I have been thinking of this problem for the post 3-4 hours, I have come up with this problem it is not a home work exercise
Let's say I have 3 coins and I toss them, Here order is not important
so possible sample space should be
0 H, 1 H, 2 HH, 3 HHH (H being heads) TTT, HTT, HHT, HHH
since P(T) and P(H) =1/2;
Here we have fair coins only, Since each and every outcome is equally likely, answer should be
1/4 (is this correct)
and if that is correct, all of the probabilities don't add up to one, will I have to do the manipulation to make it add up to one, or I am doing anything wrong.
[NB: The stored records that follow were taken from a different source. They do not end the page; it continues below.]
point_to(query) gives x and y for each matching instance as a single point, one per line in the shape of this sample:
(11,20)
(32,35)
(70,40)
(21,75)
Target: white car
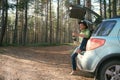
(102,55)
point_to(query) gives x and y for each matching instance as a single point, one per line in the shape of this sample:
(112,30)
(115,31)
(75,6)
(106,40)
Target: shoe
(73,73)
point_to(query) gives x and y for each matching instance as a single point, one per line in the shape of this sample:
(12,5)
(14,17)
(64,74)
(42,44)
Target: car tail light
(94,43)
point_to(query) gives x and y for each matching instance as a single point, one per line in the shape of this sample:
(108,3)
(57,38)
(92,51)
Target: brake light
(94,43)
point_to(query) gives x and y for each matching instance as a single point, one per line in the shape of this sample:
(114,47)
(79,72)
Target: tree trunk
(101,8)
(50,22)
(105,16)
(16,24)
(58,30)
(114,8)
(46,32)
(4,19)
(25,26)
EDIT In my opinion, with order being not important, there should be only 4 possible outcomes. All of the answers have ignored that condition.
Consider all the possible ways to get two heads, $\rm HHT, HTH \; and \; THH$. There are $2 \cdot 2 \cdot 2 = 8$ possible combinations in total. Therefore, the answer is $3/8$.
Your answer is wrong because the number of ways of changing around $\rm HHT$ (3) is not the same as the number of ways of changing around $\rm HHH$ (1). Can you see why this would invalidate your argument?
General solution: Binomial distribution. The probability of getting $k$ successes (here $2$) in $n$ trials (here $3$) is given by:
$$ \Pr(x=k) = \binom{n}{k} p^k (1-p)^{n-k}$$
Where $p$ is the probability of success (here, $p=1/2$), and $\binom{n}{k} = n!/(k!(n-k)!)$. This gives us:
$$ \binom{3}{2} \left(\frac12\right)^2 \left(1 - \frac12\right)^{3-2} $$ $$ 3 \cdot \frac14 \cdot \frac12 $$ $$ \frac38 $$